L'epica saga HBO sarà disponibile, come ormai abitudine, per otto episodi in contemporanea con gli Stati Uniti alle 3.30 circa tra la domenica e il lunedì su Sky (e sempre su NOW) in lingua originale e al lunedì sera, in prima serata. Il ritmo di questa nuova stagione è forsennato. Forse pure troppo. In ogni episodio dei primi quattro avuti a disposizione c'è sempre un cambio di rotta, un colpo di scena, una morte brutale, una sanissima scopata. Mai un rallentamento. La linea tracciata nella prima stagione viene qui proseguita e rivendicata e il primo shock arriva proprio sul finale della prima puntata, intitolata senza troppi giri di parole Un figlio per un figlio.
Eravamo rimasti alla tragica morte di Lucerys, il giovane figlio di Rhaenyra (Emma D'Arcy), per mano del drago Vhagar del vendicativo e mai risolto Aemond (Ewan Mitchell). La faida tra i Verdi, lo schieramento di Alicent Hightower (Olivia Cooke), e i Neri, quelli che appoggiano come legittima erede Rhaenyra – la guerra civile dei Targaryen che i più conoscono come la Danza dei Draghi – è ormai partita. Due famiglie Targaryen in lotta: la prima per riconquistare il trono, la seconda per tenerselo. E il sangue che scorre. Un tragico errore (?) di valutazione da parte degli assassini assoldati dalla solita testa calda di Daemon (Matt Smith) per vendicare Lucerys, porta a qualcosa di ben più grave, più sanguinolento, più imperdonabile. È guerra, ormai. Allo spettatore non resta che l'impassibilità e lo sgomento aggrappato al suo divano e la sequela di conseguenze delle scelte dei protagonisti, le strategie, i colpi di testa, i compromessi onerosi.

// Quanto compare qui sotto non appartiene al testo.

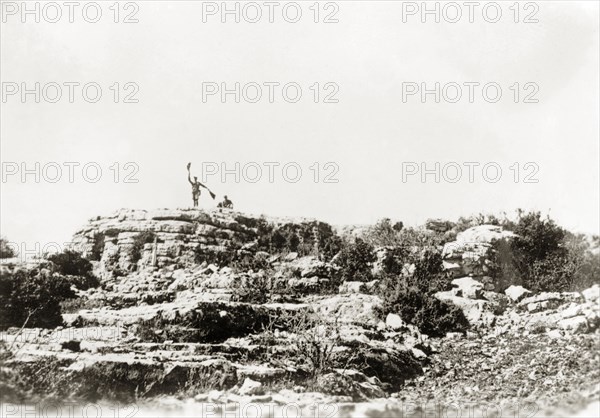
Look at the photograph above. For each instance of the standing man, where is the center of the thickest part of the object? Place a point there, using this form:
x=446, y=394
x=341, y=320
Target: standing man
x=196, y=187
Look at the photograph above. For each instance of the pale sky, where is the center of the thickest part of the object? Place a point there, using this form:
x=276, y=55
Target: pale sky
x=368, y=134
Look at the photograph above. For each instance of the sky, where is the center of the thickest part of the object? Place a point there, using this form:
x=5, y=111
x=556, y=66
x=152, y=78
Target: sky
x=361, y=148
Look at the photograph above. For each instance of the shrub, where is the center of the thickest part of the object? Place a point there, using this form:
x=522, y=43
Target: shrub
x=412, y=297
x=32, y=298
x=384, y=233
x=431, y=315
x=355, y=261
x=5, y=250
x=429, y=275
x=256, y=290
x=71, y=263
x=98, y=247
x=315, y=341
x=139, y=241
x=545, y=257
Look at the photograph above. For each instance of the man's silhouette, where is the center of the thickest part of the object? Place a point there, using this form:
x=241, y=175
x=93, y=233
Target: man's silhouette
x=226, y=203
x=196, y=187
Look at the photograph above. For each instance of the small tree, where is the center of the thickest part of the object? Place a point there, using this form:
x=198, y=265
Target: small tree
x=32, y=299
x=355, y=261
x=71, y=263
x=6, y=251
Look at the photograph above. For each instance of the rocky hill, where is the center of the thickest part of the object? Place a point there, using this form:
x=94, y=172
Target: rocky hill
x=198, y=305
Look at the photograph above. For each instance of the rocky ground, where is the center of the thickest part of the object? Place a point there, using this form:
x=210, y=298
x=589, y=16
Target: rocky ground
x=170, y=332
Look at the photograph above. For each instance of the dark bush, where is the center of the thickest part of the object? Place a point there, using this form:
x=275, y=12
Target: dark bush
x=98, y=247
x=72, y=264
x=412, y=297
x=431, y=315
x=545, y=257
x=139, y=241
x=356, y=262
x=32, y=298
x=5, y=250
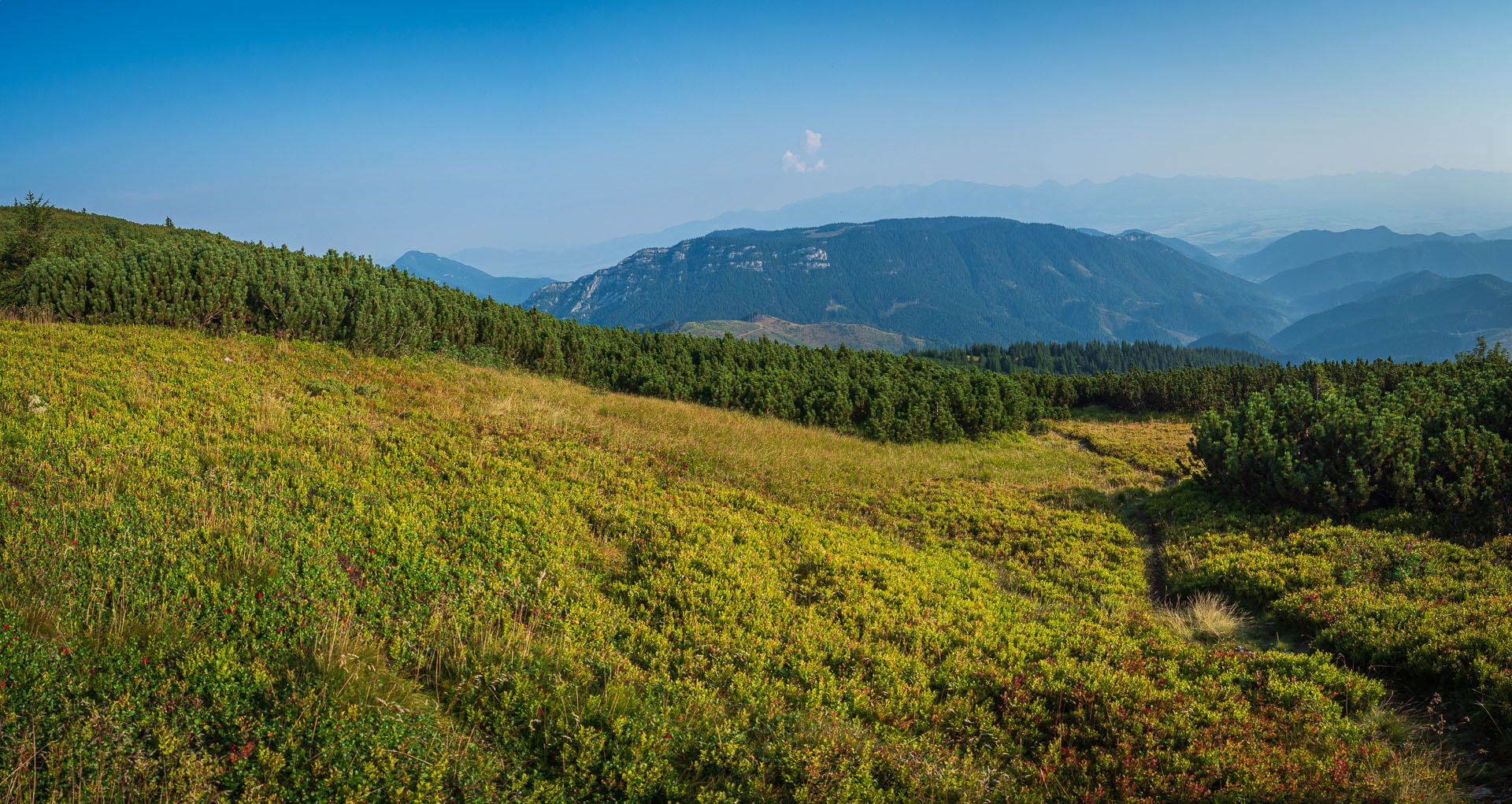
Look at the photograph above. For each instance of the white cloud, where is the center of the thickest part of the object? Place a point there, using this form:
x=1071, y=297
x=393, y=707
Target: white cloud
x=813, y=141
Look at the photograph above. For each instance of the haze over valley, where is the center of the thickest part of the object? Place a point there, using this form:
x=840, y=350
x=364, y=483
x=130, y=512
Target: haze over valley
x=756, y=402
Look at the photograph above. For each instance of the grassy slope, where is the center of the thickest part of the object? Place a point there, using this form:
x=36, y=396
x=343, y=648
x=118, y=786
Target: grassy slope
x=223, y=572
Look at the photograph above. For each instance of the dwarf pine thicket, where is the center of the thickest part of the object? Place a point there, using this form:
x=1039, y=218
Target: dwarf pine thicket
x=227, y=573
x=189, y=279
x=238, y=562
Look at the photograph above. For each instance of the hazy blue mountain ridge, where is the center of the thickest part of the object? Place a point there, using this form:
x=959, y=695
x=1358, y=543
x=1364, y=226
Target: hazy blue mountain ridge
x=1225, y=217
x=948, y=280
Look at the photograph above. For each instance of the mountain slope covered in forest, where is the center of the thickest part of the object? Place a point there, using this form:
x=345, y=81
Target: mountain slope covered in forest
x=1351, y=276
x=304, y=575
x=1418, y=317
x=950, y=280
x=1304, y=248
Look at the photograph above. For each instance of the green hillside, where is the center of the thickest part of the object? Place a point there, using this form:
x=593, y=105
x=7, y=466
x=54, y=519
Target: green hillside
x=947, y=280
x=805, y=335
x=266, y=570
x=1418, y=317
x=1304, y=248
x=440, y=557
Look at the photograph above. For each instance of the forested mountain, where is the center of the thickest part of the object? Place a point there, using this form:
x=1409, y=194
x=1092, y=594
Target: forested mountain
x=950, y=280
x=1347, y=277
x=466, y=277
x=854, y=336
x=1304, y=248
x=1418, y=317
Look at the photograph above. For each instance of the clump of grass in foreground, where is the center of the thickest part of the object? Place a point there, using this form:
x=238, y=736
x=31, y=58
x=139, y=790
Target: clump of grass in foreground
x=486, y=585
x=1155, y=445
x=1206, y=618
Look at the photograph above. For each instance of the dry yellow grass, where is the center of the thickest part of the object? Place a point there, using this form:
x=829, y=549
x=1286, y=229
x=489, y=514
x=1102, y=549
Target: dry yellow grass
x=1158, y=445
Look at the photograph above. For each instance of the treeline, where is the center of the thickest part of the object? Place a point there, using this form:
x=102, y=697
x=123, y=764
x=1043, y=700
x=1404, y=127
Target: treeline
x=1086, y=358
x=1199, y=389
x=188, y=279
x=1436, y=442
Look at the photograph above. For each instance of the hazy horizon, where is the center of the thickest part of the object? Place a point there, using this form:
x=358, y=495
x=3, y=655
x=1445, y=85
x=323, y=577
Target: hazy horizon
x=381, y=129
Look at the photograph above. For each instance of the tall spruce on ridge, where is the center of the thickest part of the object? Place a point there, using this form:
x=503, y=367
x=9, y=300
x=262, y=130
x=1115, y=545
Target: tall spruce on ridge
x=947, y=280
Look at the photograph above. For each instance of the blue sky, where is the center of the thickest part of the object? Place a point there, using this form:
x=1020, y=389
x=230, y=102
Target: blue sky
x=381, y=128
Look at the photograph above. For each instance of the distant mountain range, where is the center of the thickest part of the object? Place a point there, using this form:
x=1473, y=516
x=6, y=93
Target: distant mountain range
x=947, y=280
x=466, y=277
x=1225, y=217
x=1304, y=248
x=1346, y=277
x=1418, y=317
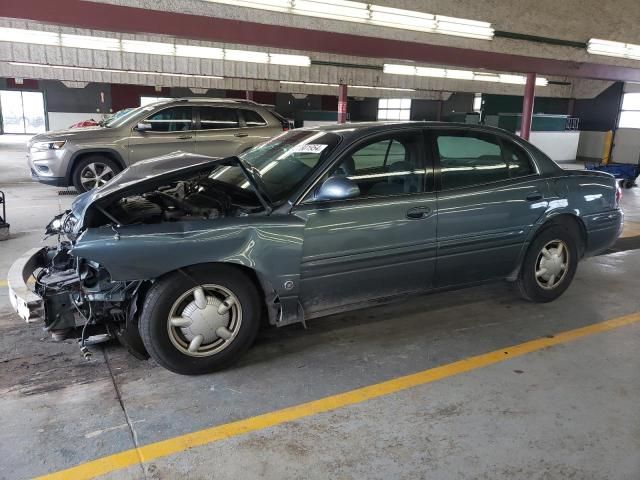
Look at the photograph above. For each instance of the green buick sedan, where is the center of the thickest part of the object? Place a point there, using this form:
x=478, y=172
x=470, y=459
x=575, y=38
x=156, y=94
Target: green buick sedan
x=183, y=257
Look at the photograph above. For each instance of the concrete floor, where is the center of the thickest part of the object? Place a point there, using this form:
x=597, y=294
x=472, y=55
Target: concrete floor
x=569, y=411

House of the Dragon è stata già rinnovata per una terza stagione. Il segnale chiaro che la nuova produzione non ha intenzione di fermarsi qui, non ha intenzione di abbassare gli standard della tensione e, soprattutto, non ha intenzione di abbassare la qualità e la coerenza di un universo che, in passato, ha perisno finito col deludere i suoi appassionati (chi scrive, non è mai rimasto deluso; anzi, ha difeso e attaccato a oltranza come Jon Snow nella Battaglia dei Bastardi). Tutto considerato, House of the Dragon sembra quasi un risarcimento per chi è rimasto deluso dal finale di Game of Thrones.
Una serie che non sembra inibita dal clima un po' woke che c'è in giro. Nella quarta stagione di The Boys, uscita da poco, tutti lamentano una eccessiva femminilizzazione dei personaggi maschili. Sui vari forum, tra social e Reddit, vengono postati confronti tra i look dei personaggi tra la prima e l'ultima stagione (quello di Latte Materno, il più bersagliato per il suo eccessivo ingentilimento anche nei costumi, nel modo di parlare). Qui, semmai, si riconosce agli uomini quel caro vecchio ruolo, un po' demodé: rovinare sempre tutto a causa dell'orgoglio e dell'uccello.